Rupert Murdoch’s much-anticipated The Sun on Sunday tabloid launched this morning in Britain, starting what its sister Sunday Times broadsheet called “one of Fleet Street’s biggest circulation wars for decades.”
There has been much turmoil surrounding The Sun, Murdoch’s flagship British newspaper, following the recent headline-grabbing arrests of senior journalists as part of an investigation into whether public officials were paid for scoops. The drama prompted questions over how much control Murdoch retained over the crisis facing his U.K. media empire—along with speculation that he might even shutter The Sun, as he did the News of the World at the height of the phone-hacking scandal last summer. But Murdoch buckled down for a fight instead, announcing that The Sun would be putting out a Sunday edition—and doing so right away.
Now Murdoch’s rivals have to contend with a new Sunday paper whose launch was announced just a week ago today. The new title is printed on thick, bright paper stock and priced at a cut-rate 50 pence—half the price of both News of the World, which had sold 2.7 million weekly copies, and its traditional rival, the Sunday Mirror, which had picked up many of News of the World’s readers. Murdoch has said The Sun on Sunday will strive to be more ethical and female-oriented than the now-infamous News of the World.
The new launch was so dear to Murdoch that he rolled up his sleeves and got to work in the paper’s London newsroom last week as staff hustled to line up advertisers and columnists. “More good Sun news. We're completely sold out for advertising!” he tweeted Thursday. Last night Murdoch even traveled to the company’s printing plant in Hertfordshire, a county north of London, to set the presses in motion. A photo op showed Murdoch proudly hoisting a copy of the inaugural edition, as he had when he relaunched the daily Sun as a tabloid after purchasing the newspaper in 1969. The Sun has gone on to become the highest-circulation daily newspaper in Britain and has found a place close to Murdoch’s heart—one person close to the newspaper calls it his “family jewel.”

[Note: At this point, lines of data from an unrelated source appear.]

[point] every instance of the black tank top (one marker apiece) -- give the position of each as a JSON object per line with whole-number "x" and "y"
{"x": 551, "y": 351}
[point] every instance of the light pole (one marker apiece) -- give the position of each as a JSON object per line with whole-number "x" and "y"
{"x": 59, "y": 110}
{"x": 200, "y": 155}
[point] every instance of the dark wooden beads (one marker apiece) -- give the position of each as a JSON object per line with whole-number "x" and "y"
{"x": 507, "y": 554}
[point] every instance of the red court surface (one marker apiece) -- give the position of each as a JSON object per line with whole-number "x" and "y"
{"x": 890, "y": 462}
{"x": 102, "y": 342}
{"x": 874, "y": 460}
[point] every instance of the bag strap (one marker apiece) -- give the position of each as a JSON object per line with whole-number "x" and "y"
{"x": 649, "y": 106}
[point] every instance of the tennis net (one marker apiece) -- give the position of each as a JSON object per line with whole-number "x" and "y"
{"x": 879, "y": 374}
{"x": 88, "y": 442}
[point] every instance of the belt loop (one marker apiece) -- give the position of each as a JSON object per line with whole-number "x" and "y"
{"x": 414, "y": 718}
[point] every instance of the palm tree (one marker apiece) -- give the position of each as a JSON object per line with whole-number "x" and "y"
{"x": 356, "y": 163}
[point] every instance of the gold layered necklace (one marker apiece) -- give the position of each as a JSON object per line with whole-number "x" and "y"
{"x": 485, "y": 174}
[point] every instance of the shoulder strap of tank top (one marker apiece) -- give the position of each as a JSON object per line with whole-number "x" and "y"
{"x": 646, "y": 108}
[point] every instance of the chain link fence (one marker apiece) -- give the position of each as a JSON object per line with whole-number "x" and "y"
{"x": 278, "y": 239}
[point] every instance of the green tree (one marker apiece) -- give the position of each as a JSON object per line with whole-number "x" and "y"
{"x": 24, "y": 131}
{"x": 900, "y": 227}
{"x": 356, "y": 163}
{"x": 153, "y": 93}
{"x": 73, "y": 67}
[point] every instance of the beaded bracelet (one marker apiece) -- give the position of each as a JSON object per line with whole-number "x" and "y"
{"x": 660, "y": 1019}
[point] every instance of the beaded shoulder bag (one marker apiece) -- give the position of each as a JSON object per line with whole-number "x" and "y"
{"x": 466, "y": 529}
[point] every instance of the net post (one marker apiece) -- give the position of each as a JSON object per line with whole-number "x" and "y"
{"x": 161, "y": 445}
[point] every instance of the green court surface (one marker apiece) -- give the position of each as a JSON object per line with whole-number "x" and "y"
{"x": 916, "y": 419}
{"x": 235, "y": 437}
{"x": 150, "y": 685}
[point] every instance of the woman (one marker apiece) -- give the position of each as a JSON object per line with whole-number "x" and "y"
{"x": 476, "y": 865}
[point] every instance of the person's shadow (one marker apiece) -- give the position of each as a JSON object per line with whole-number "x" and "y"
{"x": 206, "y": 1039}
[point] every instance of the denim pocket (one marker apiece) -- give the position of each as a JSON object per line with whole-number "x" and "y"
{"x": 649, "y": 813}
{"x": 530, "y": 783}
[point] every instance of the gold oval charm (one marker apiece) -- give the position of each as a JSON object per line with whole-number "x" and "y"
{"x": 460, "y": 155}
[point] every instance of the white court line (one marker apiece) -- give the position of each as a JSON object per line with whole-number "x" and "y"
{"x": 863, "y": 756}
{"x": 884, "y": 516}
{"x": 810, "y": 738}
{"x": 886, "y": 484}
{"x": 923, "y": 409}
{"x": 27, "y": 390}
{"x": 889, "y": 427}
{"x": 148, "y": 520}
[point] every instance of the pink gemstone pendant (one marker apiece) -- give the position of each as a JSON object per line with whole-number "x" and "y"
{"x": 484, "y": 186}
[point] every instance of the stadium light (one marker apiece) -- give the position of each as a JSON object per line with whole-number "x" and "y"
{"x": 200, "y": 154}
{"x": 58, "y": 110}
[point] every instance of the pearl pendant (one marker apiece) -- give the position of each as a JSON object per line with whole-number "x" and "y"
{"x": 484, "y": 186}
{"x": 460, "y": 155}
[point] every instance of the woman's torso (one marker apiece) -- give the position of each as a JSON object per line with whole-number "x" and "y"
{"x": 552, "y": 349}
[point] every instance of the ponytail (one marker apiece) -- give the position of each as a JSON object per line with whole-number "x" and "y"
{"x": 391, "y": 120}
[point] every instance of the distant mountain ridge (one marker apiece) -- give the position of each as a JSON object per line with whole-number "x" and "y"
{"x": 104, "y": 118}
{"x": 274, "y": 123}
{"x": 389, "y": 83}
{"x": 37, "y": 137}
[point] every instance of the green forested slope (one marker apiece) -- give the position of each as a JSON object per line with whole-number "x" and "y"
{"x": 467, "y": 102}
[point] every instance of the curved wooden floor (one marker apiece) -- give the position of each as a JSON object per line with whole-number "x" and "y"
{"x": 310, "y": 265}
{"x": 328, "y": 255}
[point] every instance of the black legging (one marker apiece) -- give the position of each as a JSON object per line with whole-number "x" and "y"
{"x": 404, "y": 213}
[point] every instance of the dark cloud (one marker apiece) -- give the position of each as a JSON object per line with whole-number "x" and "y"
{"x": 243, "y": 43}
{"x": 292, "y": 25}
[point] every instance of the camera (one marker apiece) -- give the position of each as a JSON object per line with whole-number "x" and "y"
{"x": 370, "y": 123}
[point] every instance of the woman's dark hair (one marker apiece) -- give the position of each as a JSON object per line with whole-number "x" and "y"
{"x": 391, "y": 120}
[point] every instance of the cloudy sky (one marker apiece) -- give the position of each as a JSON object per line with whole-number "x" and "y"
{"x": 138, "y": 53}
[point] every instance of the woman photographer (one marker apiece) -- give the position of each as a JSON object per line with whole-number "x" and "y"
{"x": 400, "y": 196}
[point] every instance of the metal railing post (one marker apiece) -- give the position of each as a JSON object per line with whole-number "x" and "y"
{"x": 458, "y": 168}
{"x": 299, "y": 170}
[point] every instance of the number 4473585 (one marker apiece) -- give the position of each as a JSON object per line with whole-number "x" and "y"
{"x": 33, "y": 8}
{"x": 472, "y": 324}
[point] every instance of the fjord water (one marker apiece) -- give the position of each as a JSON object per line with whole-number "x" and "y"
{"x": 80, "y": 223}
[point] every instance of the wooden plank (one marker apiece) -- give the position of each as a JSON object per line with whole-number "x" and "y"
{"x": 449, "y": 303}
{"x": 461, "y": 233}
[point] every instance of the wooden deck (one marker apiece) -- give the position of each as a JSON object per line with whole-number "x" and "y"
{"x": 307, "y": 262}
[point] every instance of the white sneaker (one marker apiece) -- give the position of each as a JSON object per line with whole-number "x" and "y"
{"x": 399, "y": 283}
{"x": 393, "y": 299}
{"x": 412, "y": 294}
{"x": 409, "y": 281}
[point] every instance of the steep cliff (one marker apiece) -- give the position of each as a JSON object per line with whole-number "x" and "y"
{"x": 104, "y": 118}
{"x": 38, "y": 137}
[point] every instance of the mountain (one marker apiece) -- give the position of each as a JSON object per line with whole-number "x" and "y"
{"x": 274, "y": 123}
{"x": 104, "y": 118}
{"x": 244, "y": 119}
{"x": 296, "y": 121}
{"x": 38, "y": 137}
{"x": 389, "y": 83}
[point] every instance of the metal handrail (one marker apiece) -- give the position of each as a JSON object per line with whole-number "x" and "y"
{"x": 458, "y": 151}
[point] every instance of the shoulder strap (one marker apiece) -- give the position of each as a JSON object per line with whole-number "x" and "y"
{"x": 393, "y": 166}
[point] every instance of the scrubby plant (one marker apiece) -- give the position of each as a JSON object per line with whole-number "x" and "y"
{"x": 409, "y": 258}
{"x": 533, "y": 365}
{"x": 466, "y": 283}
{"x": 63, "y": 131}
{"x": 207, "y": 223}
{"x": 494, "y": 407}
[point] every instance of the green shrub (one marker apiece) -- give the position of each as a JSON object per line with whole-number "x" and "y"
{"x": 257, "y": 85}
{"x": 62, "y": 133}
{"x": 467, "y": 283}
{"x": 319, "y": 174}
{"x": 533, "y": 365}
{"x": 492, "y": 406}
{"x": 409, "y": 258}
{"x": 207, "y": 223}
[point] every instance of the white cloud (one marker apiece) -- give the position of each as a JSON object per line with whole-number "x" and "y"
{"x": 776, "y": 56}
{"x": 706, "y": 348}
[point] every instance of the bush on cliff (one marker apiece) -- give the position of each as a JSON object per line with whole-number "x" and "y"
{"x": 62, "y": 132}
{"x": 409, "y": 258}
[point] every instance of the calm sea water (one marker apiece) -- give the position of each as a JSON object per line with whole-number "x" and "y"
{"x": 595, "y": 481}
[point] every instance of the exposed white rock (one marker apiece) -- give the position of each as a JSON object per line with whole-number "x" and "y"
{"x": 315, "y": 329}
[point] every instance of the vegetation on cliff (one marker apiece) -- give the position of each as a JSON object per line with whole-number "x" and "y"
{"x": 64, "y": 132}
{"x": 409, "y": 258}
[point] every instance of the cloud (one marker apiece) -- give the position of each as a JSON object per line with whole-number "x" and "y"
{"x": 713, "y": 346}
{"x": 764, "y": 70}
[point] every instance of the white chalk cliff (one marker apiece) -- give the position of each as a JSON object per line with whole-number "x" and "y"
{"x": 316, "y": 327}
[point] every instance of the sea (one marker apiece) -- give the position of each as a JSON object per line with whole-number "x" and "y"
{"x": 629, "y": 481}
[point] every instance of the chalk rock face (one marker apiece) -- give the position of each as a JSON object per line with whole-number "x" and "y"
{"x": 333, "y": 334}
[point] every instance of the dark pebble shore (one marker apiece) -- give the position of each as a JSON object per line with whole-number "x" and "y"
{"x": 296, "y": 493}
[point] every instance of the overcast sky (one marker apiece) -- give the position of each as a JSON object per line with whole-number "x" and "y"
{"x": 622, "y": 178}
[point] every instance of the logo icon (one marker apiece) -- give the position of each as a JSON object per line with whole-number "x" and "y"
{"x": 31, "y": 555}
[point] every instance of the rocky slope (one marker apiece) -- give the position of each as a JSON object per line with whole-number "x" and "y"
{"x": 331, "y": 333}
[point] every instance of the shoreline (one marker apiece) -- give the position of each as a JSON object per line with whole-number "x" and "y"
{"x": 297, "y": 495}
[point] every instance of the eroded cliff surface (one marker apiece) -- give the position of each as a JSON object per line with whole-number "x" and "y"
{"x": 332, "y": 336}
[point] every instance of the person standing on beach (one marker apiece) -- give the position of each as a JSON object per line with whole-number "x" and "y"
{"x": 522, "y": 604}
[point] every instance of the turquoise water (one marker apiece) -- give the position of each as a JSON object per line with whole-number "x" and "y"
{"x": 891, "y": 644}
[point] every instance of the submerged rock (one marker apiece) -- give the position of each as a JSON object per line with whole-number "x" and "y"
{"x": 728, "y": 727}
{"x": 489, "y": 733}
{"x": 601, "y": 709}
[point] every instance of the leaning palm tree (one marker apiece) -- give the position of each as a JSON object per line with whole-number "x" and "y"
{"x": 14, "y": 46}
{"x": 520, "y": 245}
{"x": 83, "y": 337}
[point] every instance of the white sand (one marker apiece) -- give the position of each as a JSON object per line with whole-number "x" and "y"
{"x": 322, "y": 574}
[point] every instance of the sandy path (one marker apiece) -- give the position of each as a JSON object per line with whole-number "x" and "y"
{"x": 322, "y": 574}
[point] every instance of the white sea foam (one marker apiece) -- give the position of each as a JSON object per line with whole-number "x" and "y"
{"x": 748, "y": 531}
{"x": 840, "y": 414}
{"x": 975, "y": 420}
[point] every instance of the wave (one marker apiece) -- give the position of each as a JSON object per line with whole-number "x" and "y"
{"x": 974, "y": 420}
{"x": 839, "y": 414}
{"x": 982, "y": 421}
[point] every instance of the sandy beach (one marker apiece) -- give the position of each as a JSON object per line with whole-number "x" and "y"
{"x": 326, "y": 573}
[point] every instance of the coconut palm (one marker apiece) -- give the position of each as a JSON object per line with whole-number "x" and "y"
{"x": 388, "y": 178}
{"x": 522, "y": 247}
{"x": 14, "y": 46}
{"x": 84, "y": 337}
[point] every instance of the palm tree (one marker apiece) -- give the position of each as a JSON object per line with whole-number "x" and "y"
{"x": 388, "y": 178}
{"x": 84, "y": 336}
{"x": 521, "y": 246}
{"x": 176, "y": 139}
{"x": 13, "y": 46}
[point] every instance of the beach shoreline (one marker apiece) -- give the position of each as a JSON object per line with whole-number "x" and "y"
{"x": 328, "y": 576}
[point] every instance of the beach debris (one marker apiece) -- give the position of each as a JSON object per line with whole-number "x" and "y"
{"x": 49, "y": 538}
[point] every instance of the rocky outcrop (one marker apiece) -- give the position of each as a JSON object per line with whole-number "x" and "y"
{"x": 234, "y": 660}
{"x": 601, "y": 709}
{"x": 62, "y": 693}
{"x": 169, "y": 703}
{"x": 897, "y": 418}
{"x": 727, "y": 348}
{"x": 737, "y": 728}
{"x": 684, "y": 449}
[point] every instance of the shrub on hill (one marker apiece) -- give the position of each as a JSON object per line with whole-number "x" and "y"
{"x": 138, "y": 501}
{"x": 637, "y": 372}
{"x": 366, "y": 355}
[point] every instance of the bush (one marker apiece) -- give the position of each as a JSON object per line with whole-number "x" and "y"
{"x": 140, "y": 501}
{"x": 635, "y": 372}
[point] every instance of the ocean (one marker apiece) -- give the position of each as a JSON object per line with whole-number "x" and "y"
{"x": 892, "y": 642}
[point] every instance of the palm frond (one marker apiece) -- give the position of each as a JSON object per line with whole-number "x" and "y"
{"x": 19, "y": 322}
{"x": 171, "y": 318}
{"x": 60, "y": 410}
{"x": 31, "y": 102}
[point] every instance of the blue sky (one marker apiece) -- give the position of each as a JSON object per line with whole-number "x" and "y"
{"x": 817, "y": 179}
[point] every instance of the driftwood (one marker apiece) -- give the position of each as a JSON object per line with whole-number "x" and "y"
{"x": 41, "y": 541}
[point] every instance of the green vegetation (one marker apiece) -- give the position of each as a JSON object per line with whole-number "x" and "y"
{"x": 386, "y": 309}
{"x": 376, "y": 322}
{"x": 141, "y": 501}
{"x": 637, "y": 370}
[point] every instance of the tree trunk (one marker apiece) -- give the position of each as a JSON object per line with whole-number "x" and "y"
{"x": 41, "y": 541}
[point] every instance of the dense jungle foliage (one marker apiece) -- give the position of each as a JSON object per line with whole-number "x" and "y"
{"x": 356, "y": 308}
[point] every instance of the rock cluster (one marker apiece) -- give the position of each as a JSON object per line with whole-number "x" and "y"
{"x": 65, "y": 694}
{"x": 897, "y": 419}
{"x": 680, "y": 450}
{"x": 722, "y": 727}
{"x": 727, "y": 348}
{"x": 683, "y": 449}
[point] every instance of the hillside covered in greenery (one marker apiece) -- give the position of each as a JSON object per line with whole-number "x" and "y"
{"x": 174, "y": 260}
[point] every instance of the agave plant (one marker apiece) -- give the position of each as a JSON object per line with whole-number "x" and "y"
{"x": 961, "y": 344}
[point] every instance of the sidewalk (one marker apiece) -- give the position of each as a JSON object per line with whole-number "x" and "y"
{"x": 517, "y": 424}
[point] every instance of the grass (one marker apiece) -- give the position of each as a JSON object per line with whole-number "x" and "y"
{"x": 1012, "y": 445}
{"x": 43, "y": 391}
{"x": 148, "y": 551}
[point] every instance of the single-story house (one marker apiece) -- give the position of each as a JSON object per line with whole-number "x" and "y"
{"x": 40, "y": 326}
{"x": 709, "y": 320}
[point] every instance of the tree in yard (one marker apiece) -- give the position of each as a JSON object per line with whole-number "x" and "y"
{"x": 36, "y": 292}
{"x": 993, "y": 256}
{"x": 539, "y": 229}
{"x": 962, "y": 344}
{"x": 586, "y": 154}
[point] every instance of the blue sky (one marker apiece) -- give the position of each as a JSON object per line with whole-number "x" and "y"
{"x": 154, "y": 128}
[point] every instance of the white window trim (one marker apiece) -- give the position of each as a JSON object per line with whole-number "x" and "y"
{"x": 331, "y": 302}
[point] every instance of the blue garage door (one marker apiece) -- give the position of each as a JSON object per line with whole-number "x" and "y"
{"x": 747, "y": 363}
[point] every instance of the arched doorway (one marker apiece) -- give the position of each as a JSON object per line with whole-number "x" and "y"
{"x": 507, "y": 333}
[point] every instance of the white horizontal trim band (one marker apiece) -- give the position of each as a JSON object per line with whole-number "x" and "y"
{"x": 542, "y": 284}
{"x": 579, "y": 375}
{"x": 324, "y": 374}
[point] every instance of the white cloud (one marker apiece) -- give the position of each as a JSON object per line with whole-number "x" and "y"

On Friday, Murdoch tweeted that he’d be happy with sales for the new title “substantially over two million!” “No pressure then,” Sun editor Dominic Mohan jibed in a Sunday Times column today recounting his hectic week preparing the launch. “There’s a free bar at the pub once we’re finished but I plan to be on the back of a motorbike to our printing plant to catch the boss pushing the button to let the presses roll.”
Some highlights from today’s launch:
• The newspaper’s journalists searched hard for a front-page exclusive. The 1969 Sun launch lead with the cover headline “Horse Dope Sensation,” for a story in which a racehorse trainer admitted to doping his horses. This time around, it’s “My Heart Stopped for 40 Seconds,” trumpeting a “world exclusive” account of Britain’s Got Talent judge Amanda Holden’s near-death experience after giving birth to a daughter last month. “I was moments from death,” Holden tells the newspaper.
• Other items billed as exclusive include a story on how pop star Adele “bravely battled through the Brits”—the awards show at which she drew headlines last week by flashing her middle finger at the host—after her grandmother was rushed to the hospital following a heart attack; an article on the U.K. government preparing for a potential conflict with Iran; photos of soccer star David Beckham with his son; and an interview with the parents of a murdered 19-year-old who was eight months’ pregnant at the time.
• New columnists include model Katie Price, whose opening effort is “Kids need love … not posh school”; John Sentamu, the archbishop of York; and political columnist Toby Young.
• The newspaper is expected to be more family-oriented than its predecessor. Page 3—a notoriously lewd space in British tabloids—features a photo of a topless Kelly Rowland, former Destiny’s Child singer, with her hands covering her chest. “She’s covering herself with her hands. That makes it family-friendly,” quipped a veteran U.K. journalist.
• The editorial—titled “A new Sun rises today”—makes mention of the phone-hacking scandal and recent arrests gripping the company. “The Sun has been a tremendous force for good. It is worth reminding our readers, and our detractors, of that as we publish our historic first Sunday edition during what is a challenging period,” it says. It then goes on to lay out the new paper’s credo. “You will be able to trust our journalists to abide by the values of decency as they gather news … we further promise you this: The Sun will never hesitate to speak its mind. It will never sit on the fence. It will never be boring.”